Let's load the textfiles

In [None]:
from pathlib import Path
datadir = Path('../data/raw/tanach').resolve()

files = list(datadir.glob("*.txt"))

Let's pick a text file and see what it looks like

In [None]:
filepath = files[16]
filepath

In [None]:
with filepath.open() as f:
    text = f.read()
text.split("\n")[0:10]

So, we have some unicode characters. They are special characters that denote which text should be read from left to right, or right to left. We will need to remove these characters from the text. We will also replace \xa0 with a space.

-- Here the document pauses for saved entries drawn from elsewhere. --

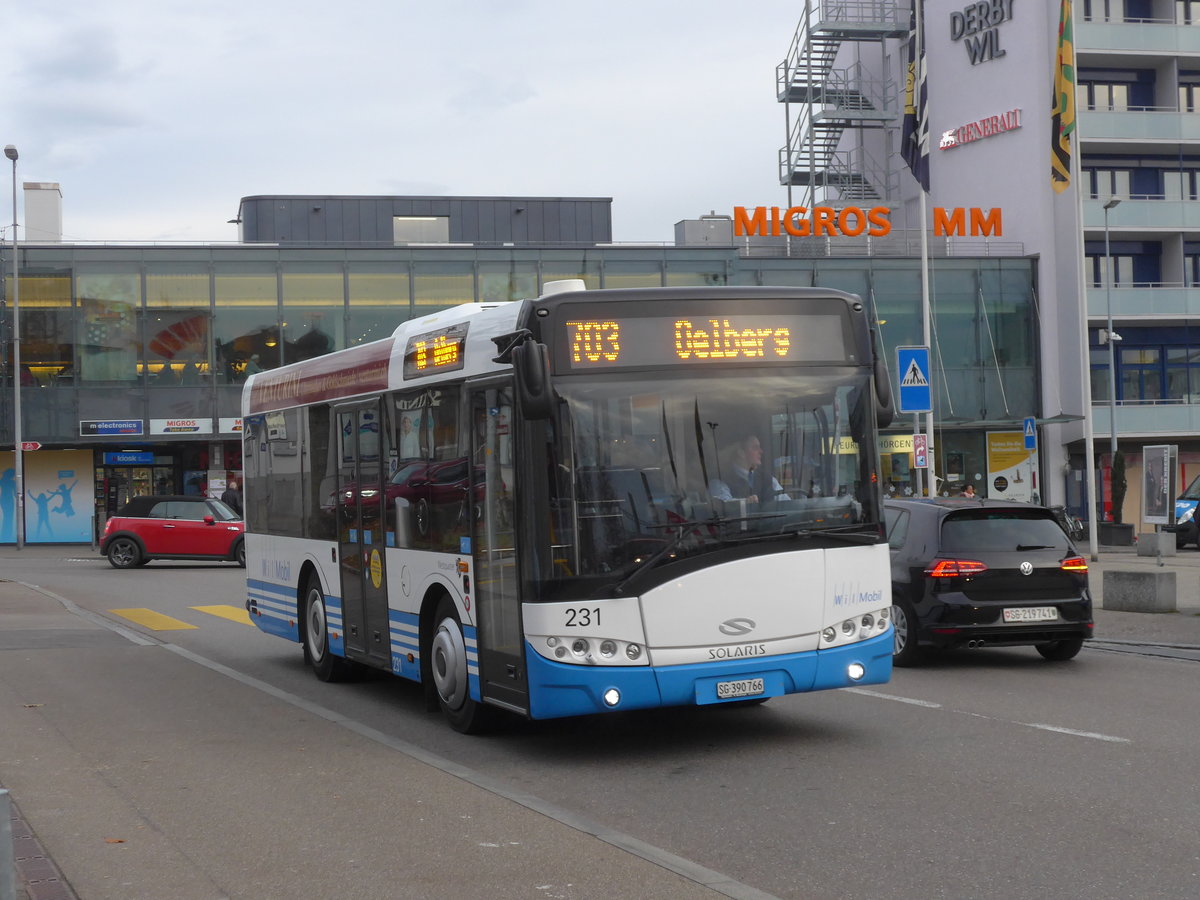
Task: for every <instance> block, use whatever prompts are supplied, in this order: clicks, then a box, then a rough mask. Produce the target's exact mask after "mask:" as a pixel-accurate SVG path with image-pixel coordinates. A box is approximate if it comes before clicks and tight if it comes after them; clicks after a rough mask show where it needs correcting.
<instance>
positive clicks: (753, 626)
mask: <svg viewBox="0 0 1200 900" xmlns="http://www.w3.org/2000/svg"><path fill="white" fill-rule="evenodd" d="M756 625H757V623H756V622H755V620H754V619H726V620H725V622H722V623H721V624H720V625H718V630H719V631H720V632H721V634H722V635H728V636H730V637H738V636H740V635H749V634H750V632H751V631H754V630H755V626H756Z"/></svg>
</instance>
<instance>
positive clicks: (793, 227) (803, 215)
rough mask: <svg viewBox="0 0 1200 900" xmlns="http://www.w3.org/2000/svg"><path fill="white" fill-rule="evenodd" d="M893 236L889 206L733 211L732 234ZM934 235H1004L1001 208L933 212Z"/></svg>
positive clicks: (832, 237)
mask: <svg viewBox="0 0 1200 900" xmlns="http://www.w3.org/2000/svg"><path fill="white" fill-rule="evenodd" d="M890 233H892V210H890V209H888V208H887V206H871V208H870V209H864V208H862V206H840V208H836V209H835V208H833V206H814V208H812V209H809V208H808V206H790V208H784V206H755V208H754V209H749V208H746V206H734V208H733V234H736V235H738V236H739V238H742V236H748V235H749V236H754V235H757V236H772V238H779V236H782V235H785V234H790V235H791V236H793V238H857V236H858V235H860V234H866V235H868V236H870V238H882V236H884V235H887V234H890ZM934 234H935V235H956V236H965V235H967V234H970V235H971V236H972V238H978V236H995V238H1000V236H1001V235H1002V234H1003V215H1002V211H1001V209H1000V206H992V208H991V209H983V208H979V206H971V208H962V206H958V208H955V209H946V208H944V206H936V208H934Z"/></svg>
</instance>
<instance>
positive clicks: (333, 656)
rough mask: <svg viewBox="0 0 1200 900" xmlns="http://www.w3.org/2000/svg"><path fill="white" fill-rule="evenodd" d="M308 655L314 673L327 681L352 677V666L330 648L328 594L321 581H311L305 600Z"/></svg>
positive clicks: (307, 648)
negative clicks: (326, 600) (327, 599)
mask: <svg viewBox="0 0 1200 900" xmlns="http://www.w3.org/2000/svg"><path fill="white" fill-rule="evenodd" d="M304 624H305V628H304V656H305V661H307V662H308V665H310V666H312V671H313V672H314V673H316V676H317V677H318V678H319V679H320V680H323V682H344V680H346V679H347V678H349V674H350V664H349V662H348V661H347V660H344V659H342V658H341V656H335V655H334V653H332V650H330V649H329V617H328V613H326V610H325V592H323V590H322V589H320V582H319V581H317V578H310V580H308V586H307V587H306V588H305V598H304Z"/></svg>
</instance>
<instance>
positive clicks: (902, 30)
mask: <svg viewBox="0 0 1200 900" xmlns="http://www.w3.org/2000/svg"><path fill="white" fill-rule="evenodd" d="M907 30H908V7H907V5H906V4H905V0H806V4H805V8H804V13H803V17H802V19H800V23H799V25H798V26H797V30H796V36H794V37H793V38H792V44H791V47H790V48H788V52H787V58H786V59H785V60H784V62H781V64H780V65H779V66H778V67H776V73H775V74H776V91H778V98H779V102H781V103H785V104H786V107H785V108H786V110H787V145H786V146H784V148H782V149H781V150H780V152H779V180H780V184H782V185H787V186H790V187H791V186H799V187H803V188H805V190H804V192H803V196H802V199H800V200H799V202H798V205H805V206H809V208H812V206H815V205H818V204H824V205H834V206H841V205H862V204H864V203H866V204H871V205H875V204H878V203H883V204H886V203H889V202H890V200H893V199H894V198H895V197H896V196H898V192H899V175H898V174H896V173H894V172H890V167H889V166H888V160H887V158H883V160H882V161H880V160H876V158H874V157H872V155H871V154H870V152H869V150H868V148H866V145H865V142H864V140H863V132H865V131H866V130H881V128H888V127H893V128H894V127H896V125H898V124H899V121H900V89H899V85H898V84H896V80H895V79H894V78H892V77H890V76H889V74H888V72H887V71H886V68H887V65H886V54H884V52H883V48H884V41H886V38H889V37H892V38H894V37H900V36H904V35H906V34H907ZM850 42H853V43H857V44H858V49H859V50H862V49H863V47H864V43H877V44H878V46H880V54H878V58H880V59H878V64H877V65H876V66H875V67H874V71H872V67H871V66H868V65H864V61H863V56H864V55H865V54H864V53H862V52H858V53H848V52H847V53H846V54H844V55H842V56H844V59H851V58H857V61H853V62H851V64H850V65H848V66H845V67H836V66H835V62H836V61H838V59H839V55H840V54H841V50H842V47H844V44H846V43H850ZM847 132H850V133H848V134H847Z"/></svg>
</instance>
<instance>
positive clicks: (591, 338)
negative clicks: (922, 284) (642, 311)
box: [563, 313, 846, 368]
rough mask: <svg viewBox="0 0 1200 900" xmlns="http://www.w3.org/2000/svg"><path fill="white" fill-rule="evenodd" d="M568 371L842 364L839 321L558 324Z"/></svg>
mask: <svg viewBox="0 0 1200 900" xmlns="http://www.w3.org/2000/svg"><path fill="white" fill-rule="evenodd" d="M563 326H564V329H565V334H564V338H565V341H564V350H565V356H566V362H568V366H569V367H570V368H608V367H626V366H664V365H704V366H707V365H724V364H728V362H845V361H846V338H845V334H844V329H842V317H841V316H838V314H833V313H822V314H805V316H794V314H787V313H780V314H776V316H702V317H685V316H647V317H641V316H638V317H632V316H626V317H619V318H594V319H583V318H570V319H568V320H566V322H564V323H563Z"/></svg>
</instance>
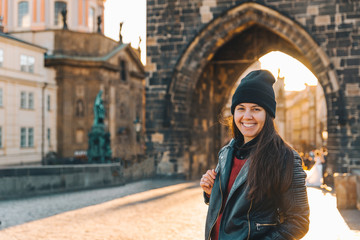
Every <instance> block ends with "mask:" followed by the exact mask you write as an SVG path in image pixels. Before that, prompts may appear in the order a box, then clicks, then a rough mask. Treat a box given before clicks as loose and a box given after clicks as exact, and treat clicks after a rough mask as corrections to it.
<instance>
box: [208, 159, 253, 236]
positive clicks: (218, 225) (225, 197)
mask: <svg viewBox="0 0 360 240" xmlns="http://www.w3.org/2000/svg"><path fill="white" fill-rule="evenodd" d="M245 162H246V159H238V158H236V157H234V159H233V164H232V168H231V173H230V177H229V182H228V186H227V191H226V194H225V199H224V201H223V203H222V207H221V210H220V214H219V217H218V219H217V220H216V223H215V226H214V228H213V230H212V232H211V240H218V238H219V228H220V222H221V217H222V214H223V211H224V206H225V203H226V200H227V197H228V195H229V193H230V190H231V188H232V185H233V184H234V182H235V179H236V177H237V175H238V174H239V172H240V170H241V168H242V167H243V166H244V164H245Z"/></svg>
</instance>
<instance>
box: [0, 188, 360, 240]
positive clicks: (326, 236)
mask: <svg viewBox="0 0 360 240" xmlns="http://www.w3.org/2000/svg"><path fill="white" fill-rule="evenodd" d="M145 182H146V181H145ZM160 182H161V183H162V184H164V185H166V184H165V182H166V181H160ZM158 183H159V182H158ZM143 184H144V183H143ZM168 184H169V182H168ZM140 185H141V184H140ZM164 185H163V186H164ZM133 186H134V185H133ZM135 186H136V185H135ZM124 187H125V186H124ZM128 187H129V186H128ZM131 189H132V188H131ZM94 191H95V190H94ZM118 191H119V190H118ZM133 191H135V189H134V190H133ZM90 192H91V191H90ZM308 193H309V200H310V208H311V216H310V217H311V225H310V231H309V233H308V234H307V235H306V236H305V237H304V239H306V240H310V239H311V240H314V239H330V240H332V239H333V240H337V239H340V240H345V239H346V240H352V239H360V234H359V230H360V226H359V222H360V211H358V210H349V211H347V212H341V214H340V213H339V211H338V210H337V208H336V199H335V197H334V196H333V195H331V194H330V193H326V192H323V191H322V190H321V189H316V188H308ZM95 194H96V193H95ZM88 196H91V198H92V197H95V196H94V194H91V193H90V195H88ZM78 197H79V198H80V195H78ZM79 200H80V199H79ZM0 209H1V208H0ZM206 210H207V206H206V205H205V204H204V203H203V199H202V191H201V189H200V187H199V186H198V182H182V183H177V184H175V185H171V186H165V187H160V188H157V189H151V190H149V191H145V192H141V191H138V193H135V194H132V195H128V196H124V197H121V196H120V197H118V198H116V199H114V200H109V201H107V202H104V203H100V204H97V205H93V206H88V207H84V208H81V209H78V210H72V211H68V212H64V213H61V214H58V215H55V216H51V217H48V218H43V219H39V220H36V221H32V222H28V223H25V224H21V225H18V226H13V227H9V228H6V229H3V230H2V231H0V239H1V240H22V239H24V240H60V239H61V240H65V239H66V240H112V239H114V240H115V239H116V240H130V239H131V240H132V239H134V240H135V239H136V240H138V239H139V240H141V239H147V240H148V239H150V240H151V239H153V240H168V239H185V240H186V239H189V240H194V239H195V240H196V239H203V235H204V232H203V229H204V222H205V217H206Z"/></svg>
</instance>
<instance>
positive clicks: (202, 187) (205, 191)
mask: <svg viewBox="0 0 360 240" xmlns="http://www.w3.org/2000/svg"><path fill="white" fill-rule="evenodd" d="M215 177H216V172H215V170H214V169H211V170H207V171H206V173H205V174H204V175H203V176H202V178H201V180H200V186H201V188H202V189H203V190H204V192H205V193H206V194H208V195H210V194H211V190H212V188H213V186H214V182H215Z"/></svg>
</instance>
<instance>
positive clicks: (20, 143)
mask: <svg viewBox="0 0 360 240" xmlns="http://www.w3.org/2000/svg"><path fill="white" fill-rule="evenodd" d="M20 147H22V148H25V147H34V128H32V127H29V128H26V127H22V128H20Z"/></svg>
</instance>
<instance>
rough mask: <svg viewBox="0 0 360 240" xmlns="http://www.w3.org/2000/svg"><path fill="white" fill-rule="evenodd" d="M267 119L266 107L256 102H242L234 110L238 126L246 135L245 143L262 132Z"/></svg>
mask: <svg viewBox="0 0 360 240" xmlns="http://www.w3.org/2000/svg"><path fill="white" fill-rule="evenodd" d="M265 119H266V111H265V109H264V108H262V107H260V106H259V105H257V104H255V103H240V104H239V105H237V106H236V108H235V111H234V121H235V124H236V127H237V128H238V129H239V131H240V132H241V133H242V135H243V136H244V141H245V143H247V142H248V141H250V140H252V139H254V138H255V137H256V136H257V135H258V134H259V133H260V132H261V130H262V128H263V126H264V123H265Z"/></svg>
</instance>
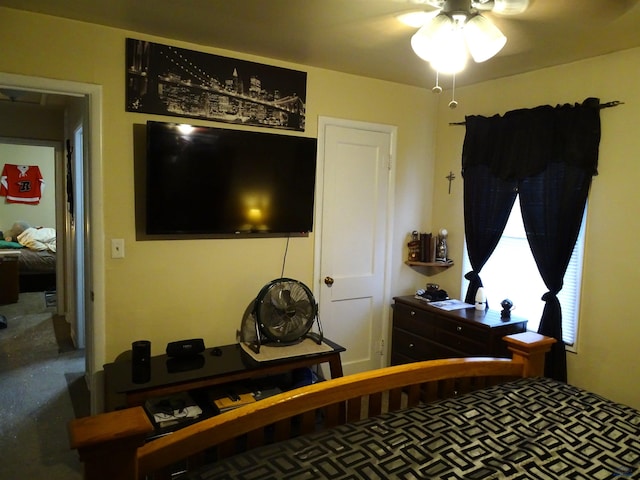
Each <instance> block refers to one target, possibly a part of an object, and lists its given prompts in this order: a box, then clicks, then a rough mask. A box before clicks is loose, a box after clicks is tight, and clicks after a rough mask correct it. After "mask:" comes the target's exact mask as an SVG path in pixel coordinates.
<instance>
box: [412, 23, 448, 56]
mask: <svg viewBox="0 0 640 480" xmlns="http://www.w3.org/2000/svg"><path fill="white" fill-rule="evenodd" d="M452 26H453V21H452V20H451V18H449V17H448V16H446V15H438V16H437V17H435V18H434V19H433V20H431V21H430V22H428V23H426V24H425V25H424V26H423V27H422V28H420V29H419V30H418V31H417V32H416V33H415V34H414V35H413V36H412V37H411V48H413V51H414V52H415V53H416V55H418V56H419V57H420V58H421V59H423V60H425V61H427V62H430V61H431V59H432V58H433V55H434V53H435V52H436V51H437V49H438V48H440V46H441V43H442V42H441V37H442V35H443V34H446V31H447V30H448V29H450V28H451V27H452Z"/></svg>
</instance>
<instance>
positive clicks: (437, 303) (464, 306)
mask: <svg viewBox="0 0 640 480" xmlns="http://www.w3.org/2000/svg"><path fill="white" fill-rule="evenodd" d="M429 305H431V306H432V307H437V308H440V309H441V310H447V311H450V310H462V309H464V308H475V305H472V304H470V303H466V302H463V301H462V300H455V299H451V300H442V301H440V302H429Z"/></svg>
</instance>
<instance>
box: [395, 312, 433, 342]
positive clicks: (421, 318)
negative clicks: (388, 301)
mask: <svg viewBox="0 0 640 480" xmlns="http://www.w3.org/2000/svg"><path fill="white" fill-rule="evenodd" d="M393 326H394V328H401V329H403V330H407V331H409V332H412V333H415V334H416V335H420V336H423V337H427V338H434V337H435V327H434V324H433V321H432V318H431V315H430V314H429V313H427V312H425V311H424V310H418V309H417V308H411V307H409V306H407V305H402V304H396V305H395V307H394V311H393Z"/></svg>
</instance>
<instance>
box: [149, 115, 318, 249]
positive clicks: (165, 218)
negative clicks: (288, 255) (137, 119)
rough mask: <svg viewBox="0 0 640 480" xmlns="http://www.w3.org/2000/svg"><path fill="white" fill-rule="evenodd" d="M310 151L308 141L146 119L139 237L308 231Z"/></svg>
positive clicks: (310, 226) (314, 145) (270, 233)
mask: <svg viewBox="0 0 640 480" xmlns="http://www.w3.org/2000/svg"><path fill="white" fill-rule="evenodd" d="M316 148H317V140H316V139H315V138H308V137H299V136H290V135H279V134H273V133H259V132H253V131H246V130H231V129H223V128H214V127H202V126H189V125H181V124H177V123H164V122H155V121H149V122H147V128H146V162H145V183H146V185H145V187H146V195H145V196H144V197H145V198H144V200H145V208H144V209H143V210H144V216H145V229H144V230H145V233H146V235H147V237H148V238H154V237H155V236H164V237H168V238H185V237H186V238H188V237H193V236H195V237H212V238H216V237H233V236H289V235H301V234H303V235H304V234H308V232H310V231H311V230H312V227H313V212H314V191H315V178H316Z"/></svg>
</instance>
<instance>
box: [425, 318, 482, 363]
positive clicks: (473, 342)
mask: <svg viewBox="0 0 640 480" xmlns="http://www.w3.org/2000/svg"><path fill="white" fill-rule="evenodd" d="M435 338H436V340H437V341H438V343H443V344H445V345H447V346H448V347H451V348H454V349H456V350H460V351H462V352H464V353H466V354H468V355H484V354H488V350H489V344H490V340H491V338H490V334H489V331H488V329H487V330H486V331H483V330H482V329H480V328H474V327H471V326H469V325H468V324H465V323H462V322H456V321H454V320H449V321H447V322H440V324H439V326H438V328H437V329H436V336H435Z"/></svg>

In addition to that, there is some information about the book and chapter at the beginning of the file, denoted with "xxxx". We will some of the specific patterns of the text to process the text (eg skip the lines starting with xxxx, and extract chapter number and verse)

In [None]:
import re
from loguru import logger
def clean(text):
    ucodes = r"\u202a|\u202b|\u202c|\u05c3"
    text = re.sub(ucodes, "", text)
    text = re.sub(r"\xa0", " ", text)
    return text

def parse_text(text, bookname):
    startswithx = r"xxxx"
    digits = r"\d+\s+\d+"
    cleaned = clean(text)
    data = []
    for i, line in enumerate(cleaned.split("\n")):
        if re.match(startswithx, line):
            pass
        else:
            match = re.search(digits, line)
            if match:
                num = match.group(0)
                verse, chap = num.split()
                line = re.sub(digits, "", line)
                data.append({"book": bookname, "chap": int(chap), "verse": int(verse), "text": line})
            else:
                data[-1]["text"] += " " + line
                logger.warning(f"Line {i}:{line} in {bookname} is added to {chap}:{verse}")
    return data


In [None]:
import pandas as pd

In [None]:
testament = []
for filepath in files:
    with filepath.open() as f:
        text = f.read()
        bookname = filepath.stem
        data = parse_text(text, bookname)
        testament.extend(data)

We now have the data stored in a DataFrame, with book, chapter and verse metadata, and the text of the verse. We can now use this data to do some analysis.

In [None]:
df = pd.DataFrame(testament)
df

In [None]:
df.book.unique()

In [None]:
df.to_parquet("../data/processed/tanach.parquet")